The raid is as indigenous to Arabia as its sand. As Islam has become
indigenous to America and Europe, the raid is becoming indigenous to
Western nations as well, and no game of 'three monkeys' will change
that. Islam spread by sword and terror, it survived by sword and terror,
and it thrives by sword and terror. The body count of those slain by
Muslim terrorists has translated directly into a quantum increase in
Muslim political influence. The Mohammedan religion, once obscure, is
now at the helm of foreign and domestic policy. Every aspect of
government all the way up to NASA is tasked with winning its followers
over and defusing the ticking time bomb of their violence.
When we finally hunt down Ibrahim al-Asiri somewhere in Yemen, which
once laid claim to Asir and has a history of contending with the House
of Saud, among the tribes who have feuds and grudges as old as the
desert sands, we will be nowhere closer to winning the War on Terror.
Not so long as we have our heads stuck in those same sands.
Demographics alone dictate that there will be more young men to replace
al-Asiri than there will be to replace the American men going off to war
against his cronies. And in a polygamous society, even upper class
young Saudi men are not only replaceable, they are competition for the
harems of the Bin Ladens, the elderly men trying to make their paradise
on earth with the help of Viagra and wealth. Many of these young men
will have university educations and ample encouragement to join the
Jihad to carve out more territory for the Dar-al-Islam.
Some will emigrate to London or New York and carve out professional
roles for themselves while participating in Muslim political groups to
build their influence. Others will make bombs or blow them up. Either
way they will be doing what young men in the Arabian Desert have always
done, raiding to expand the territory of Islam, and the prestige of
their families and tribes.
It's easy to snicker at the discrepancy of force between al-Asiri,
embedding his bombs in underwear and a jet plane, but the bomb can bring
down the jet. And the Sons of Asir can bring down the West. All it
takes is enough time and effort, and so long as we give them money and
an open door, the Muslim world will have plenty of both.
The latest conquests of Islam may take a century to complete, but if the
demographic trends continue, then they will cover the territory from
the warm coasts of Spain to the frozen depths of Russia. The raids will
soften up the lands of the sword, cut away their people, intimidate
their governments into making concessions and use brute numbers to swarm
them and become the majority. It has happened for over a thousand
years, long before American foreign policy was anything more than a
dream, and it is happening now. All around us.
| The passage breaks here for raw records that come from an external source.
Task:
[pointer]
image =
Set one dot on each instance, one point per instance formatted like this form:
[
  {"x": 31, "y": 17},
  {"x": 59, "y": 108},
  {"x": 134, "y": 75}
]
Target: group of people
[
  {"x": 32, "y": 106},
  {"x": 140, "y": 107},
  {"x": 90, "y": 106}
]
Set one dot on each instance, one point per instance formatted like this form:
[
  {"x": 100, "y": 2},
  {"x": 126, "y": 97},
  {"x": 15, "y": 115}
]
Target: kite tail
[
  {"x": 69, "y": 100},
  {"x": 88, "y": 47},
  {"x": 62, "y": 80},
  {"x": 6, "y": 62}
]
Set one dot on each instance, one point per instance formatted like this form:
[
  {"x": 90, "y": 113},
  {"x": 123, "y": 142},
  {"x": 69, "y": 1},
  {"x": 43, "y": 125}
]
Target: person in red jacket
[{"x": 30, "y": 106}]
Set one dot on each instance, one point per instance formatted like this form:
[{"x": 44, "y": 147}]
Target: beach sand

The demographic bomb is the most explosive of all the devices and it
doesn't show up on even the most intrusive airport scanners. Arafat
called the womb of the Arab woman his strongest weapon. The House of
Saud liked to say that they had built their nation with a sword of steel
and a sword of flesh. These two quotes explain the miserable state of
the Muslim woman and the quiet ticking of the demographic clock, the
bomb whose components are veiled women, trundling in groups behind a
single man, the girls exploited by Muslim 'Asian' sex gangs and the
rising number of female converts.
The biggest component of the bomb by far is still the jet plane, the
passing shape that can either be a direct weapon or an indirect one.
Before the 9/11 hijackers could hijack domestic flights, they had to
obtain permission to arrive here on international ones. As the domestic
population increases, the next wave of terrorists, men like Nidal Malik
Hasan, Tariq Menhanna or Anwar Al-Awlaki, don't even need the planes.
When the number of Muslims proliferates, so does the number of bombs;
the kind that al-Asiri makes and the kind that Arafat and the House of
Saud made. The kind that blow up right away and the kind that tick
slowly away from generation to generation, embedding themselves into a
society, undermining it, chipping away at its roots, until it is time
for them to go off. But whatever kind of bombs they are, when they go
off they destroy our lives and our freedoms. And when there are enough
Muslims around us, then life is a bomb.